Being purely broadcasting also provides market_square with tricks that a work queue like crossbeam-channel might not be able to adopt. For instance, the example above uses batching, where the sender grabs 64 slots at once and publishes them. If we reduce batching to 1 (so, no batching), we see the differences flip:

% cargo run --example throughput-benchmark --release
    Finished `release` profile [optimized] target(s) in 0.01s
     Running `target/release/examples/throughput-benchmark`
Benchmarking with:
  Writers: 5
  Readers: 5
  Messages per writer: 1000000
  Buffer capacity: 16384
  Batch size for market square: 1
  Total messages sent: 5000000
 
--- Market Square (Broadcast) ---
Time: 513.15375ms
Total reads: 25000000
Throughput: 48.72 million reads/sec
 
--- Crossbeam MPMC (Queue) ---
Time: 76.533708ms
Total reads: 5000000
Throughput: 65.33 million reads/sec

There are other combinations of parameters that give vastly different performance profiles as well. For instance:

  • The benchmarking example uses spinning.

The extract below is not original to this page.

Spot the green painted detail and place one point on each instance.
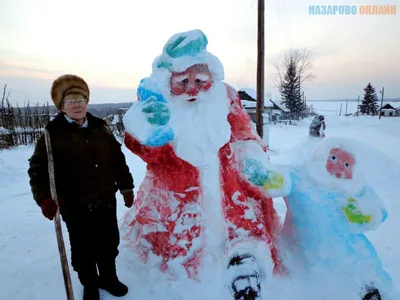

Being entirely lock-free and requiring at least one of the threads to be running try_cleanup_old_slots in a timely fashion, market_square will probabilistically grind to a halt when “reader + writer threads count > number of physical core threads” by a large margin and the simple cleanup strategy (utilized in the benchmark example) of just running try_cleanup_old_slots all the time on every read iteration is used.

  • market_square scales exceptionally well with readers, but writers are bottlenecked by contention on the single atomic used for obtaining slots (one CAS instruction).

  • As mentioned above, batching writes allow for massive performance improvements due to cache-locality and reducing contented CAS. Even with something as small as a batch size of 16, in the benchmark example above, market_square can tie with crossbeam in terms of total time elapsed overall.